Pour inaugurer son premier festival baroque, vu l’offre pléthorique, le Staatsoper de Berlin devait frapper fort : Hippolyte et Aricie, qui côtoie une reprise du formidable Orfeo de Sasha Waltz et de L’Incoronazione di Poppea monté en 2017, constitue un événement, et ce à plus d’un égard. C’est d’abord le premier opéra de Rameau mis en scène dans la vénérable institution. Ensuite, Simon Rattle, qui a manifestement bénéficié d’une grande liberté artistique dans cette entreprise, a porté son choix sur la version de 1757, la troisième et dernière de la main de Rameau, un état de la partition qui n’a guère été diffusé et n’a jamais été enregistré.
Grâce à Marc Minkowski nous connaissions déjà la nouvelle mouture du duo entre Tisiphone et Thésée (« Contente-toi d’une victime », II, 1), que le compositeur agrémente de deux bassons solos tout en transposant pour une basse-taille (baryton) le rôle de la furie, originellement écrit pour une taille (ténor). Rameau, observe Sylvie Bouissou, qui signe l’édition de cette version d’Hippolyte, n’entend plus faire de compromis et rétablit les modulations enharmoniques du second trio des Parques, supprimées dès 1733, ainsi que la mort de Phèdre qu’il avait retirée en 1742. En revanche, comme il l’avait fait dans Zoroastre en 1749, il coupe le prologue. Rameau restructure également le cinquième acte, qui manquait d’allant, réorchestre l’ouvrage de manière substantielle et revoit les récitatifs dans le sens de la concision et de l’efficacité dramatique. Saluons néanmoins l’heureuse initiative du chef qui restaure « Cruelle mère des amours », le monologue de Phèdre (III) auquel le compositeur avait renoncé en 1742.

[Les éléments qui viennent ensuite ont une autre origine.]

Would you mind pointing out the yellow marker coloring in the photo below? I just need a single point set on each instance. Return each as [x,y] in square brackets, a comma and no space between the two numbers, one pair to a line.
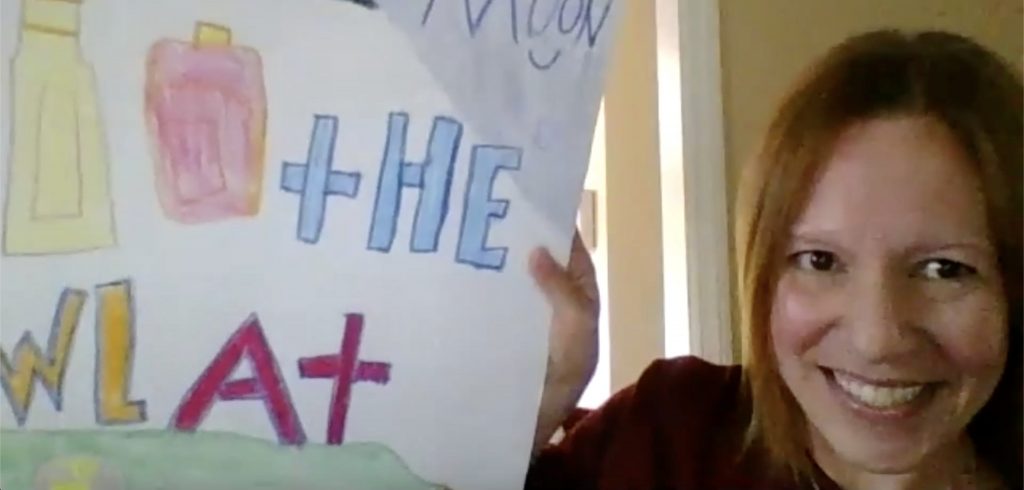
[58,195]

Reinoud Van Mechelen (Hippolyte) © Karl und Monika Forster
Dans les années 90, Simon Rattle avait abordé Rameau par la fin, dirigeant Les Boréades à Salzbourg, mais il rêvait depuis longtemps de se frotter à son premier chef-d’œuvre. Le directeur du Berliner Philharmoniker voulait travailler avec un metteur en scène qui soit en même temps chorégraphe. Comment ne pas lui donner raison ? Même dans cette version, il s’en faut de peu qu’Hippolyte et Aricie, « d’une apparence à peine sauvée » comme le relevait Jean-Marie Villégier, « ne soit plus une tragédie en musique mais un opéra-ballet ». Aletta Collins a développé une solide expérience dans le domaine lyrique. Elle a entre autres revisité Carmen (Salzbourg), Didon & Enée, La Traviata (Glyndebourne), La Voix humaine (Leeds), mais elle a aussi collaboré avec Mark Anthony Turnage sur Anna Nicole puis Coraline dont l’adaptation française vient d’être créée à Lille. En vérité, le coup d’audace de cette production est d’avoir confié la scénographie et les costumes à Õlafur Elíasson, artiste contemporain parmi les plus doués de sa génération, et à son Studio, un vaste collectif pluridisciplinaire basé à Berlin.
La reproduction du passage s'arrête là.